Very good questions!

Does this mean that if I do end up passing the closure to something (e.g., an Iterator method), I can get errors all of a sudden?

Yes.

Will drop(acc) appropriately indicate that add needs to be dropped first?

I think it'd behave just like use of multiple variables, so it depends where you use them:

let acc = Vec::new();
let add = |v| acc.push(v);
add(1)
drop(acc);
add(2);

desugars to:

let acc = Vec::new();
add(&mut acc, 1);
drop(acc);
add(&mut acc, 2);

so you get diagnostics like for the desugared code block (can't borrow in add after move to drop).

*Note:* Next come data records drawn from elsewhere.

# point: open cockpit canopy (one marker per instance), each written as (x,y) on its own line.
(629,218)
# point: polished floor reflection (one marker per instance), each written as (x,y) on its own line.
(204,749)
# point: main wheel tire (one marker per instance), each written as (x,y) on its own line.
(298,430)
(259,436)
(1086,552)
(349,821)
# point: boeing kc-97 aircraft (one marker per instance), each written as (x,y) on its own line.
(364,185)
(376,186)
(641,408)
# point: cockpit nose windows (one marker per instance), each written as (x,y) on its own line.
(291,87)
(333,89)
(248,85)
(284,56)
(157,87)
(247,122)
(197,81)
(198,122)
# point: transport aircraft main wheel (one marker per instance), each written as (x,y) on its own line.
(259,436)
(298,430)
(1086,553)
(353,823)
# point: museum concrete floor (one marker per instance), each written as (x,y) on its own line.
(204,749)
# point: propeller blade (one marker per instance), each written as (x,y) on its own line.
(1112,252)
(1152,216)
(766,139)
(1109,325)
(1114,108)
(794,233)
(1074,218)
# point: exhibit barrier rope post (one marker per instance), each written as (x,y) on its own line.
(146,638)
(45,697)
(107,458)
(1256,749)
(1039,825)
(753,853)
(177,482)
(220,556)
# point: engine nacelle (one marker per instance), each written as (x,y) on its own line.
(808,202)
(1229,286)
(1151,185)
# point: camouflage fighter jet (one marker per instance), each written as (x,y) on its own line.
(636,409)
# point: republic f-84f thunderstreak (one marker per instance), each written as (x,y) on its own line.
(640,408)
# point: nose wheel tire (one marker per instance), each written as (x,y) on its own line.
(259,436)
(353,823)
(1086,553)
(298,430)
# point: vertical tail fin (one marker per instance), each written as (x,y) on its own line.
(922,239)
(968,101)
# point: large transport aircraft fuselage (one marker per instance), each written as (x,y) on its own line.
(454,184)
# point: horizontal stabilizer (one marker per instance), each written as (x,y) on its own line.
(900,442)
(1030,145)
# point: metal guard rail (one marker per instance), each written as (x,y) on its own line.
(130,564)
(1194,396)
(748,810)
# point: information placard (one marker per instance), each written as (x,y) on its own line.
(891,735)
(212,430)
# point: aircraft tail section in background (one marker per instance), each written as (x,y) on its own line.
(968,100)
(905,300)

if a shared ref gets stored into some other vector:

Is this even allowed? It requires borrowing for a lifetime longer than the closure's. But yeah, it's a tricky case. Perhaps arguments escaping from the closure should also prevent coercion/desugaring to the implicit-reborrow closure type.

Seems that it is already disallowed. So unsafe probably also needs to adhere to such guidelines.

fn main() {
    let mut store = Vec::new();
    let mut acc = Vec::new();
    let mut add = |v| { acc.push(v); store.push(&acc); };
    add(1);
    add(2);
    println!("store: {}", store.len());
    println!("acc: {}", acc.len());
}
error[E0521]: borrowed data escapes outside of closure

They are limited in that they are always inlined. Not bad per se, but not ideal, either.